First-time turkey hunter Bud Griffith, 44, thought the wooded area near his Kentucky farm was prime turkey territory. Problem was, so did the local bobcat population. According to The Advocate-Messenger, Griffith’s opening day hunt was spoiled in part by a confused bobcat that mistook his face for a turkey.
“I was sitting there with my back against the trees and was making the turkey calls,” he said. Several decoys were set up a few dozen yards from where he sat with a gun in his lap. Griffith did not notice that a bobcat had been stealthily approaching him from behind, keen on a feathery meal. The hunter saw only a blur before he was hit with a swipe from the feline to his right eye, which was thankfully protected by glasses.
“It scared me so bad I thought it was a coyote,” Griffith said. Coyotes are proving to be a major problem across Kentucky and are an especially worrying threat for pets. Coyote hunting in Kentucky is also year-round and has no daily bag limit. As the creature leapt off him, Griffith took up his firearm and scored a perfect shot. It was only after that he realized it was a bobcat.
All in all, Griffith did not come away from the turkey opener empty-handed.
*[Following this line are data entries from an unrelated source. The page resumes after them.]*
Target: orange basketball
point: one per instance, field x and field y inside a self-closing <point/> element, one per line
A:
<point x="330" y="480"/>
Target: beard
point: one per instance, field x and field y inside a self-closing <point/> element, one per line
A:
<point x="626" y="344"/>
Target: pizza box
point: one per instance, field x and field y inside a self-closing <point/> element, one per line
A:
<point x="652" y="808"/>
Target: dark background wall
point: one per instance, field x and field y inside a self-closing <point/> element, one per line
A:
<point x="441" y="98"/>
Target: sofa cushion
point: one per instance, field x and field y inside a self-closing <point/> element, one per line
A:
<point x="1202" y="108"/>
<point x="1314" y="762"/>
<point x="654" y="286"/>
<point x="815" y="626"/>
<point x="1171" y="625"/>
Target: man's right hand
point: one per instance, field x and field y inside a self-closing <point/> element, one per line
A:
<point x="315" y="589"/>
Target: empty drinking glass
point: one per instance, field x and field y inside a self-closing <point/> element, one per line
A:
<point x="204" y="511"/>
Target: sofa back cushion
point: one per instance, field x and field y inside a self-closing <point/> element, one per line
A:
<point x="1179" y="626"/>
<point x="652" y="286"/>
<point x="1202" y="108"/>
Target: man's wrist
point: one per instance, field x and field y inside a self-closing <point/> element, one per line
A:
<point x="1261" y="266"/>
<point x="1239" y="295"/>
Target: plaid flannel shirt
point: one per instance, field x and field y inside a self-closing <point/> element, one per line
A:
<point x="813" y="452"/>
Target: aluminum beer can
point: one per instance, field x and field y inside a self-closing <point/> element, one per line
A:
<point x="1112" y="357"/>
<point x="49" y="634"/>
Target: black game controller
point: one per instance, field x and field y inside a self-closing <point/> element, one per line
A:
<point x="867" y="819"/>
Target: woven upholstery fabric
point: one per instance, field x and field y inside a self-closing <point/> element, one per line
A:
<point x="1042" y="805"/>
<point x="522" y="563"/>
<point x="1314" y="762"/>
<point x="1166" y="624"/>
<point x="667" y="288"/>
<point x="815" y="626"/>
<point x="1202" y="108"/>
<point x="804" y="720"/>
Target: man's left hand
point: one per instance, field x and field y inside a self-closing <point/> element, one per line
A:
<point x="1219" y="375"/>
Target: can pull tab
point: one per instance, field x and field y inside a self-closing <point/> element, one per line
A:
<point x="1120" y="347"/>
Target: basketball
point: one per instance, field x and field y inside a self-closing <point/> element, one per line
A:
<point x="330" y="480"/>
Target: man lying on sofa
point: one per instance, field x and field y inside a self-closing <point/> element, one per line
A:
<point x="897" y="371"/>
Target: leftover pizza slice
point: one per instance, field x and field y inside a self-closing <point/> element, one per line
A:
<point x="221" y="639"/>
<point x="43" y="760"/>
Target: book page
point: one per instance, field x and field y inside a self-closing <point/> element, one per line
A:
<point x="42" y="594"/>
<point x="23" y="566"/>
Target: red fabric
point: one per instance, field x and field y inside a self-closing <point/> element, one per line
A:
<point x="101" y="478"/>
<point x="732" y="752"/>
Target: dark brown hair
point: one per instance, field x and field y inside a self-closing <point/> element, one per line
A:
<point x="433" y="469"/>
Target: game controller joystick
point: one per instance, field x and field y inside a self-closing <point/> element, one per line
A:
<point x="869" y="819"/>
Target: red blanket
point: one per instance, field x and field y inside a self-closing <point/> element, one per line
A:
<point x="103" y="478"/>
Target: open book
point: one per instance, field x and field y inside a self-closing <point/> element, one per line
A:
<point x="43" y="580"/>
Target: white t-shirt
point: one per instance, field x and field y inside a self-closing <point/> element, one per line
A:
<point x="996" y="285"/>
After the hunter checked into a local clinic, the Lincoln County warden told Griffith he could keep the bobcat, which was also in the clinic being checked for disease.
Bobcats approach prey their size or larger by stalking from cover and then leaping out with its sharp claws extended. The species have been known to attack sheep, goats, and even deer. Bobcats can take down prey over nine times their body weight, so a turkey is not too much of a struggle. A human hunter however, proved to be too much.
“This is something that our grandkids will be talking about,” he said. “This never happens.”
Griffith plans on mounting the animal in his home. He hasn’t given up on turkey either and plans on going hunting again soon.